Theorizing Modernities article

Wonderwork

Contemplating St. Mark’s life and death, Tomb of St. Mark the Martyr. Patriarchate Cathedral of St. Mark ‘Abbasiyya. Photo by Angie Heo. Used with permission from University of California Press.

Towards the end of The Political Lives of Saints, Angie Heo says an imperative notion in a very quiet way: “The repression of holiness is, in fact, what animates the social imaginary of the wonderworking underground” (213). The entirety of what precedes proves the political fact of this sotto voce assertion. Once you read it, you pause: right. That’s exactly right.

Freckling this volume are instances like these, poignant encapsulations of the theoretical frontier where Heo draws her readers. “Collective images of the self are necessary for communal self-transformation,” we read in one early chapter (38). “To the extent that Christians and Muslims have mixed sensibilities of what a saint or wonderworker does and looks like, they thus compose a shared religious public” (180).
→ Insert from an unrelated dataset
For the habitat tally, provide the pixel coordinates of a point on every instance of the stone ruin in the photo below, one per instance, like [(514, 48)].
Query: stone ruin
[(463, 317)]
The data of this volume doesn’t ascend to a lengthy abstract disquisition about the anthropology of mediation. Instead, The Political Lives of Saints is an in-depth drop into the political work of boundary maintenance between Christianity and Islam in Egypt. “The sectarian divide is owed, not to essential, irreconcilable differences between Christianity and Islam but to common points of overlap between Christian and Muslim practices of visual mediation and saintly manifestation that enabled public disorder” (204). Holy power transacted in the common currency of saints is the integrant of communal difference. Through this book, Heo never wavers from her practical effort to convey the ecumenism of saints in the diversity of community.

Miracle of the Virgin, Church of St. Bishoi the Great, Port Said. Photo by Angie Heo. Used with permission from University of California Press.

I have run a bit too far ahead, perhaps. Angie Heo exposes here a particular situation in which the mediation between two religious groups (Christian and Muslim) composes the state in which they mediate (Egypt). Heo looks at a variety of specific material things—a hand exuding oil, a saint’s relic, or a film depicting a saint’s death—but doesn’t linger on that object’s physical particularity as much as she focuses on the “embodied skills and media technologies” that connect communities to those things. How are we able to kiss or press our face into one particular artifact? How do we know the meaning of a priest’s hand as we embrace it? It isn’t a stock image of holiness Heo examines, but the way baraka, holy power, becomes ours. Baraka channels through air, oil, and fragrance; also, too, it travels through “tactile sympathy and televisual extension” (77). And its travel is round-trip, sent back by me as something else after the smear becomes spirit. The oil or the hand aren’t the point, but the process. The mediating witness is the power of holy power.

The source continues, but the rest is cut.